= Thomas Church (priest) =

Thomas Church (20 October 1707 – 1756) was a British priest and controversialist.

==Life==
Born at Marlborough, Wiltshire on 20 October 1707, he graduated at Brasenose College, Oxford, Bachelor of Arts (BA) 1726, Oxford Master of Arts (MA Oxon) 1731. He was vicar of Battersea from 1740 till his death, 23 December 1756. He also held a prebendal stall at St Paul's Cathedral (3 January 1743/4), and was lecturer at St Anne's, Soho.

==Works==
His vindication, against Conyers Middleton, of the miraculous powers of the Early Christian church, earned him the degree of Doctor of Divinity (DD) from the University of Oxford (1749).

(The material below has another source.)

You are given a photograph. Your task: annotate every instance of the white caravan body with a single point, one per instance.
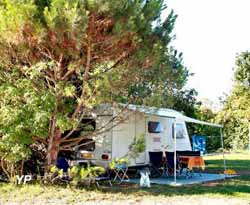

He criticised the philosophy of deism, and the Methodists. Besides sermons, he published:

- An Essay towards vindicating the literal sense of the Demoniacks in the New Testament, 1737 (anonymous). This controversial work was addressed to Arthur Ashley Sykes, and had a sequel.
- A short State of the Controversy about the meaning of the Demoniacks in the New Testament, 1739 (anonymous). A further work in the Sykes controversy.
- A Serious and Expostulatory Letter to the Rev. Mr. George Whitefield, on the occasion of his late Letter to the Bishop of London and other Bishops, 1744. He reproached George Whitefield for his frequent absences from his cure of souls in the Colony of Georgia.
- Remarks on the Rev. Mr. John Wesley's Last Journal, 1745. Against the doctrines of John Wesley.
- A Vindication of the Miraculous Powers which subsisted in the three first Centuries of the Christian Church, in answer to Dr. Middleton's Free Enquiry, 1750.
- An Analysis of the Philosophical Works of the late Lord Viscount Bolingbroke, London, 1755; Dublin, 1756 (these editions, separately printed, were published anonymously). Henry St John, 1st Viscount Bolingbroke is said to have been his patron); the analysis is terse and closely argued.